Writing and the Fear of a Past Self
- jennekeadriana
- Sep 30, 2024
- 3 min read
I have been lost for words the past few days, escaping this writing, my blog of my life in Paris, for other writing. I am still trying to develop a relationship with this blog, which is new and uncomfortable for me. I do not fall into this writing easily like my other work.
This is because I know someone else will read my work. I am more censored than I am with myself and I have found this writing, still personal, but less intimately so, less authentic and honest than the work I have done in the past. Yet, I cannot be any more daring right now than I am. I am afraid to share more of myself. This relationship, I expect, will change as I write more and develop a natural rhythm with blogging. I’m not anticipating the changes, but leaving them open, without imagination, to take their own course.
I have marveled at fiction writers and have wished many times to be one myself — and have tried too — but I am not in love with my fiction, not for a lack of skill, which could be developed, but because I like to write about my experiences, places and people, who have influenced me.
I like reading psychology, philosophy and history, biographies and memoirs. There are, of course, many beautiful works of fiction — some of the very best works are fiction — but I have always had this pull away from it as a writer. I cannot deny my calling for writing nonfiction. There is no running away, but to accept the fact that I must stay true to myself and to dance this dance I have with my own fear.
Unlike in so many areas of my life, in writing, I have models for how I would like to be and the writers I love have a tremendously high tolerance for judgment and criticism. I have always had a low tolerance and, maybe this is why I admire them, because they possess what I do not. I suppose these are human traits admired by most, but few have an impulse to write their thoughts and to share them with a larger audience, an audience that cannot be tamed or controlled, but that will judge and interpret and, perhaps misinterpret, what is being said and how it is being said.
The more I write, the more I become both confident and self-conscious of my writing. I often find it difficult to read over past work because my skill develops and my voice changes. Past voices sound naive to me, inauthentic to who I am now. My past lack of skills I fault myself less for. I recognize the changes are a consequence of a greater understanding for what makes good writing and practicing, writing and writing.

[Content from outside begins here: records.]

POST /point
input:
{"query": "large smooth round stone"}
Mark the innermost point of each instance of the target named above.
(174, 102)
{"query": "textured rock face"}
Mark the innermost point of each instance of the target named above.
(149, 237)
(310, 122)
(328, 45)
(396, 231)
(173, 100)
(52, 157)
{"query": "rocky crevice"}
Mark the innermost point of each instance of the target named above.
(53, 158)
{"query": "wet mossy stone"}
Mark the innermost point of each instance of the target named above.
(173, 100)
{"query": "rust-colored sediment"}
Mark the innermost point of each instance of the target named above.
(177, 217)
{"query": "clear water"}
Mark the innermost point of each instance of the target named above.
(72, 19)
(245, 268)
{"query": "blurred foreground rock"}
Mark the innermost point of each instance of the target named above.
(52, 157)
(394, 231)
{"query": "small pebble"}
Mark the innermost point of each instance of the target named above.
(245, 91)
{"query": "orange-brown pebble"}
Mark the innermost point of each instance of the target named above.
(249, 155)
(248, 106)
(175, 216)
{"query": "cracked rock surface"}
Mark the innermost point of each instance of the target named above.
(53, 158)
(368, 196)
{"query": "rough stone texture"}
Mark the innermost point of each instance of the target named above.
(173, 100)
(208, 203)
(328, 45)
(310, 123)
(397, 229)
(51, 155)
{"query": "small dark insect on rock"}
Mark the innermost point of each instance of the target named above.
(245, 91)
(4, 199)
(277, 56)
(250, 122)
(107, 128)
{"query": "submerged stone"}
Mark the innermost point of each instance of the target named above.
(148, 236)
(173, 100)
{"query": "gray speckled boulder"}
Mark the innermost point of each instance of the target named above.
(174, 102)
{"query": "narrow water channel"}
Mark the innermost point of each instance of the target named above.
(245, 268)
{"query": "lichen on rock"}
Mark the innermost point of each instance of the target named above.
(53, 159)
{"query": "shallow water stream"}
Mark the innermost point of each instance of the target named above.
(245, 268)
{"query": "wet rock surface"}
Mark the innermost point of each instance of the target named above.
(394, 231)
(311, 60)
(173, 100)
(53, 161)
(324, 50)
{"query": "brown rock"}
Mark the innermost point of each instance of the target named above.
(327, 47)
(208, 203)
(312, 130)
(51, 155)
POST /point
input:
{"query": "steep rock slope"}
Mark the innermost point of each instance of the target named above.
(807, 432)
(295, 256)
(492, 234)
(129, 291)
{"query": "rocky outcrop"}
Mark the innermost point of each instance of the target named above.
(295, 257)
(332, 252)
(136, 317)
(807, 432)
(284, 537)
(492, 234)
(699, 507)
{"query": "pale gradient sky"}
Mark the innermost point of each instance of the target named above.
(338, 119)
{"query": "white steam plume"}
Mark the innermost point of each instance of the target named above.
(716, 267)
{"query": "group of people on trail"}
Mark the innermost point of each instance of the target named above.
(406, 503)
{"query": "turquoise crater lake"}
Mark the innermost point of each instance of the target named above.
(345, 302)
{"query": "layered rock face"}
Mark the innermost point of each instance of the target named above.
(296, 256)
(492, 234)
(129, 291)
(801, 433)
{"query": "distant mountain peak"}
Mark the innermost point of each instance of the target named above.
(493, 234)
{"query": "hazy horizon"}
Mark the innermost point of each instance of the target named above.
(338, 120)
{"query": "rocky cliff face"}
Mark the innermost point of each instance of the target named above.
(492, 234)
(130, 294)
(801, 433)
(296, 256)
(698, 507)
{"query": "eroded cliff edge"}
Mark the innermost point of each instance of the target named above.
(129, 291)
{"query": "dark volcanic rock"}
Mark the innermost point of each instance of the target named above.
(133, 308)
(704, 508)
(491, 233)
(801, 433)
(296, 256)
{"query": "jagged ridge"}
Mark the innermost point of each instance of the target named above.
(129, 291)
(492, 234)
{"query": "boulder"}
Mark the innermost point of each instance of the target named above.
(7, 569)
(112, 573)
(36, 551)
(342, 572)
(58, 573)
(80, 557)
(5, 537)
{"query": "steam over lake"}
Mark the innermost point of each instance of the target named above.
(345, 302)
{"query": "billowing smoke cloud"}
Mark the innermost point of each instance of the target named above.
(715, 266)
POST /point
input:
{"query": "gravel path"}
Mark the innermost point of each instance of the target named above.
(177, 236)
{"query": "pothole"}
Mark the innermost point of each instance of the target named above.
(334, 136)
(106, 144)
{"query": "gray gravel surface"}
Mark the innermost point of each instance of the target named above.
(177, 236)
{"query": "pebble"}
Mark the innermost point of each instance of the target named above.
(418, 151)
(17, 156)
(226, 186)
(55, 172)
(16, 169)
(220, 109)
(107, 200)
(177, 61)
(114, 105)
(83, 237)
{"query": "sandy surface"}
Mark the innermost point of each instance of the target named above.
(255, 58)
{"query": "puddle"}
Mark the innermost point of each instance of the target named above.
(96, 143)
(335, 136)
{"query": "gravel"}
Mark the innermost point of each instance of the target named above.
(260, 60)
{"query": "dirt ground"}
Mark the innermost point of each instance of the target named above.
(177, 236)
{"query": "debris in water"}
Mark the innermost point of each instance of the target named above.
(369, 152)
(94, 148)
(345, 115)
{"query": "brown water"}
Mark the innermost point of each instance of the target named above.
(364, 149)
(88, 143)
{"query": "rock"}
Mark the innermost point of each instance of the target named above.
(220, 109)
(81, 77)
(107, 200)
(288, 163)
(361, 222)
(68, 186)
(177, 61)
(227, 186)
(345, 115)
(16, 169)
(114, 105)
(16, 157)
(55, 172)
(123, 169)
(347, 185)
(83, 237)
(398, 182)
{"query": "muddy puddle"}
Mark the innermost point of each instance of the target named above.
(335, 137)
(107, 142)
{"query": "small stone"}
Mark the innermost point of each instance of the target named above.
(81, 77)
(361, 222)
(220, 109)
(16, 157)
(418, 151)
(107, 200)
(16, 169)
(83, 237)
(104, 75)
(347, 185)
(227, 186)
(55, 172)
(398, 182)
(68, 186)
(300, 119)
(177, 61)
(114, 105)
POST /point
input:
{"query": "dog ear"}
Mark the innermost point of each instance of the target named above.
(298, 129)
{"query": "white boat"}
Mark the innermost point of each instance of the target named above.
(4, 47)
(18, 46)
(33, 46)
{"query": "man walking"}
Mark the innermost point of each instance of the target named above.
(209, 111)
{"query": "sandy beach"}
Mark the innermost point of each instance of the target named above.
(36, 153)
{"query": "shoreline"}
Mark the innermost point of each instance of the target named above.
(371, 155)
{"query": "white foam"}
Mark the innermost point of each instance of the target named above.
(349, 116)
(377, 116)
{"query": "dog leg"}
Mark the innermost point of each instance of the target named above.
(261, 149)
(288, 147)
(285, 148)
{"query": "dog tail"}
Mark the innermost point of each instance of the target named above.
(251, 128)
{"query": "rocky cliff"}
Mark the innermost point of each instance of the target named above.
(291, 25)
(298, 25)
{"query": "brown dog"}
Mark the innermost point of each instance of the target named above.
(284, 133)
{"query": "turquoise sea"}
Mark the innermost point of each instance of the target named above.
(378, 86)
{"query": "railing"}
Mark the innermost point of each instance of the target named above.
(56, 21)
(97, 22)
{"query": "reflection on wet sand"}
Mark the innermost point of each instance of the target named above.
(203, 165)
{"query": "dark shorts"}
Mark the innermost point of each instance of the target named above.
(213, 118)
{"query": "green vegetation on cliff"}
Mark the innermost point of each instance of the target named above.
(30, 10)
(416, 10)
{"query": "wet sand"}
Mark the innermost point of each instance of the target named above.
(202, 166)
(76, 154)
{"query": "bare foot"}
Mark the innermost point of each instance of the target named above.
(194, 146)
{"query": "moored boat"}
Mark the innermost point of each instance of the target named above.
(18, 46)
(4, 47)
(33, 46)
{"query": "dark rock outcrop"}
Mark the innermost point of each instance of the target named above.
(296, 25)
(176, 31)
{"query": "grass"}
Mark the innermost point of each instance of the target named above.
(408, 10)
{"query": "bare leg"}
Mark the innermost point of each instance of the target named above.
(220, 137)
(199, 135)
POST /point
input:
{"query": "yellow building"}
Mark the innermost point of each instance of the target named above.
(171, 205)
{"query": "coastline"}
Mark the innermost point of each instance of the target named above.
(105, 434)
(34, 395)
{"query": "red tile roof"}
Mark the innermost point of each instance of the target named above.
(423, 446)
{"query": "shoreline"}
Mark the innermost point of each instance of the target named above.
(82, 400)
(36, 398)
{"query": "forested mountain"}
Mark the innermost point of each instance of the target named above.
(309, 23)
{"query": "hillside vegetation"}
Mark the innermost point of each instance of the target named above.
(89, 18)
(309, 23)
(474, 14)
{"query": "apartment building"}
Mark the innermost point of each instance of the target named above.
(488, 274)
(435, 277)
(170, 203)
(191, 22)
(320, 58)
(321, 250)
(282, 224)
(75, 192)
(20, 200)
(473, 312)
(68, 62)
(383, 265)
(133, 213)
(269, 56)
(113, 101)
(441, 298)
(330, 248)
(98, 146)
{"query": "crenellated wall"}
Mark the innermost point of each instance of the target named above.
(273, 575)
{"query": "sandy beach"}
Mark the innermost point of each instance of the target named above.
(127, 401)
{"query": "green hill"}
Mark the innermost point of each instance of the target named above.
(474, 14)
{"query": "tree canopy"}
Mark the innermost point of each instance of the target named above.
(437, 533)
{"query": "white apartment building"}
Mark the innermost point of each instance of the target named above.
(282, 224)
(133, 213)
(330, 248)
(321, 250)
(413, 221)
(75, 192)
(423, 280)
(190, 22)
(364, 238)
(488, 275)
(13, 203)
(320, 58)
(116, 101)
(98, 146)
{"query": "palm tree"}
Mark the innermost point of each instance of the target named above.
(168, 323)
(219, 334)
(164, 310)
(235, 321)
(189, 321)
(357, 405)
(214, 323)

I am not comfortable with this aspect of being a writer, that what you have said in the past can be read in the future. There is no taking back, no rejecting or denying, your past work. Your writing simply was who you were at a time in your life. I am still trying to face this fear.
There is a trend here, a fear I have of permanence, which is present in many facets of my life. It is why I have been afraid of this blog, the simple need to commit to writing weekly for my readers and myself, but moreso, it is my fear of being defined by my past. This has happened to me in my personal life, where the image people have had of me is not the same as who I have become. It is hard when you have changed and the change is not recognized or understood by those close to you.
I am both afraid and in love with the transient self, never certain of anything, open to everything.